The 3D grading system offers a more complex systematic approach to machine positioning, often utilising 2D sensing systems in tandem with GPS and LPS or total station-based technologies. These systems utilise satellite networks and/or laser transmitters and total stations to track exact machine positioning to correspond a targets location with specific digital designs.

This essentially allows project engineers to upload site designs into an interface, allowing both the machine and its operator to position and cut in accordance with set specifications.

3D grading sensors at a glance

The 3D grading systems available typically only come in two variants including GPS/GNSS and UTS or LPS, which uses total station technology. While both aim to provide the same essential function, benefits do vary and associative costs can range significantly when comparing both models. The two options include:

3D GPS/GNSS system – The 3D GPS system and its associated sensors and components refers to technology that takes advantage of not only the ‘Global Positioning System’ that is run by the US Government, but also the other constellations operated by other countries. These include GPS (US), GLONASS (Russia), BeiDou (China), and Galileo (EU) networks, among others. Collectively, they are known as GNSS, or ‘Global Navigation Satellite System’. This is the more technically correct term, albeit GPS is the most commonly used.

Depending on the machine it is being installed on, a 3D GPS or GNSS solution will incorporate slope sensors, a mainfall sensor, GPS antenna(s), the control box and a receiver. The 3D GPS receiver is often referred to as the ‘brains’ or the ‘guts’ of a machine control system as it receives and transmits information to and from the other components. Often these receivers include built-in radios, receivers, controllers and modems in a single unit

3D UTS or LPS system – The 3D UTS or LPS system is an extremely accurate system that, depending on the manufacturer, utilises one or more robotic total stations for what is called the ‘Universal Total Station’ (UTS) or ‘Local Positioning System’ (LPS). This uses optical measurements to deliver survey-grade accuracy to the machine for fine tolerance work including grading and paving. The robotic total station is mounted to a tripod within working range and line of sight of the grader. The total station connects with a prism mounted to the vibe pole on the grader, delivering accurate positioning information that, in conjunction with the same mainfall and slope sensors, receiver and control box, empower the operator to work to design as quickly and accurately as possible whilst minimising rework. This option is ideal for jobs that have dense tree coverage, are close to buildings or high walls/embankments or other GPS restricted areas.
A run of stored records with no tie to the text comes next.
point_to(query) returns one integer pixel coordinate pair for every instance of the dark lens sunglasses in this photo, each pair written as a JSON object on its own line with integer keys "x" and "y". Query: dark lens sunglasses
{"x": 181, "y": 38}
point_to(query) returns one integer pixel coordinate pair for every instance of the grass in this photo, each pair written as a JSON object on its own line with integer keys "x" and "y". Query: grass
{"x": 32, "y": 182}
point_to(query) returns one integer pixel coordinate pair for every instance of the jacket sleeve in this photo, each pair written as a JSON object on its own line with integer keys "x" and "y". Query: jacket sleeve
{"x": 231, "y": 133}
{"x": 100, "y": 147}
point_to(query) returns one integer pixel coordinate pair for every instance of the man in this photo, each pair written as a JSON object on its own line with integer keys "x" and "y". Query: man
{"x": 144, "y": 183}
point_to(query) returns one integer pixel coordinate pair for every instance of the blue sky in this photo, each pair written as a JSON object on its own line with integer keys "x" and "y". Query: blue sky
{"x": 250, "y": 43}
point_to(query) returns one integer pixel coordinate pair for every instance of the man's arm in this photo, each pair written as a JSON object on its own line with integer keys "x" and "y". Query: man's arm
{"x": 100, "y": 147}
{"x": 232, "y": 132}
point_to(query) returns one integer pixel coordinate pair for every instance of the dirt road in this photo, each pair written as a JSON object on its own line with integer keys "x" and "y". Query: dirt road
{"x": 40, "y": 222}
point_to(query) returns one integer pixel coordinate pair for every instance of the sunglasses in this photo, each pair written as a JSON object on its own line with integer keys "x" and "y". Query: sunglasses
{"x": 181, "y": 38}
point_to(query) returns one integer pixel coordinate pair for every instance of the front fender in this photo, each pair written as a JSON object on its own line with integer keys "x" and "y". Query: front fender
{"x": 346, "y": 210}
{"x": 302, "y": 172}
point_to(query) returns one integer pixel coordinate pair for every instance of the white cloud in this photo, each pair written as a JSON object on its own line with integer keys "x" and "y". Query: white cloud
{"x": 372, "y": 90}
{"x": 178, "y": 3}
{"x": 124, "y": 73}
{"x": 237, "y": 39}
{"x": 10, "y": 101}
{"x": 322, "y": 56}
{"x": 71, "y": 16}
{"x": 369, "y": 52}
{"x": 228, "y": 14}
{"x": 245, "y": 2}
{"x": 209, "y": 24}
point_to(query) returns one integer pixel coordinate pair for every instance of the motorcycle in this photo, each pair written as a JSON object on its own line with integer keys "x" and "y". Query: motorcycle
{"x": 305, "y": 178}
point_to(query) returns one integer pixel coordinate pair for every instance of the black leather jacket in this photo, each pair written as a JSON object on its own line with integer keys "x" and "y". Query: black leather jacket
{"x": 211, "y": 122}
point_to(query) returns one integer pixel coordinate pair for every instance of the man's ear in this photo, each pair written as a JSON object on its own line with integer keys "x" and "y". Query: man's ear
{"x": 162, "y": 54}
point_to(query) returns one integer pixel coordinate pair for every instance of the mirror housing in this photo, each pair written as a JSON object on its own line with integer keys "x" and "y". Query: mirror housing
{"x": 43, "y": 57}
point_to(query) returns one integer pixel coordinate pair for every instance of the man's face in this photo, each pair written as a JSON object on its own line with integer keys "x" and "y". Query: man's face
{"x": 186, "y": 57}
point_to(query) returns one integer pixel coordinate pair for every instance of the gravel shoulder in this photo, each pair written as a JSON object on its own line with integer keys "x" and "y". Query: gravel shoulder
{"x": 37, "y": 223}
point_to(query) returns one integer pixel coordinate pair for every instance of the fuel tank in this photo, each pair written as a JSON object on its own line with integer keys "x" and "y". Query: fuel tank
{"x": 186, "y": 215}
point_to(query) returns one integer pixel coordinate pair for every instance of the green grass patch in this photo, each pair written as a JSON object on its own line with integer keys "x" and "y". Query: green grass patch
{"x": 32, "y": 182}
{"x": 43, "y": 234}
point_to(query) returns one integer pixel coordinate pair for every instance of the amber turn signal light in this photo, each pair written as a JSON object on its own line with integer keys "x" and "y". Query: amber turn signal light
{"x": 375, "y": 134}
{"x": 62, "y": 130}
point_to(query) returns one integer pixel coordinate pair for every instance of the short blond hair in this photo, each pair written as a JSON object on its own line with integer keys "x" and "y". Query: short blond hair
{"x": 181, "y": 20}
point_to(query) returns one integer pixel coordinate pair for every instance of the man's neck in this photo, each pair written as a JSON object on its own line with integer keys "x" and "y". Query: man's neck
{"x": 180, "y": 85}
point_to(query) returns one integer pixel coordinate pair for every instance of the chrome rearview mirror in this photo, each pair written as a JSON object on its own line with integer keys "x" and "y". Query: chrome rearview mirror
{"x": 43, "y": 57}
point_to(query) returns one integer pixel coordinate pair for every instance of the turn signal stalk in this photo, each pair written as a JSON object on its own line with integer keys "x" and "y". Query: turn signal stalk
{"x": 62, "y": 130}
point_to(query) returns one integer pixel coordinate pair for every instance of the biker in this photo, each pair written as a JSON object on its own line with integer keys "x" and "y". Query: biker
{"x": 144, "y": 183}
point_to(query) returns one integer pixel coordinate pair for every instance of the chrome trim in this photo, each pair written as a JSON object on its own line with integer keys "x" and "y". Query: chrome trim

Depending on the job it can, however, be an expensive option as a different total station is required for every machine on site.

In addition to these two core options for 3D grader control, there is one other that is unique to a single manufacturer. Topcon Millimetre GPS is a solution that delivers the same accuracy as a total station-based control system, but uses a combination of GPS and laser transmitter technology instead.

Topcon mmGPS offers distinct advantages to the earthmoving or civil contractor. Firstly it is 2-way compatible so it can be upgraded or downgraded with other Topcon systems. Secondly, you can have multiple machines working from a single laser transmitter, which sends out a wall of laser beam to cover a large area from a single device. Thirdly, for major projects you can use multiple laser transmitters together on one job, giving survey grade accuracy to every machine control enabled machine on site.

Which grading system is right for you

Now that core functionality and operating technologies have been broken down, it may be easier to understand which grading system is right for you and when a third dimension is required for surveying accuracy.

In general, those looking for a long-term investment across more complex projects will likely need to utilise a 3D system to achieve the best possible results. While these systems require a high up-front investment, productivity and accuracy can be improved tenfold – with fast return on investment. The benefit of choosing Topcon over other brands is that you can start with a 2D solution and scale up as required.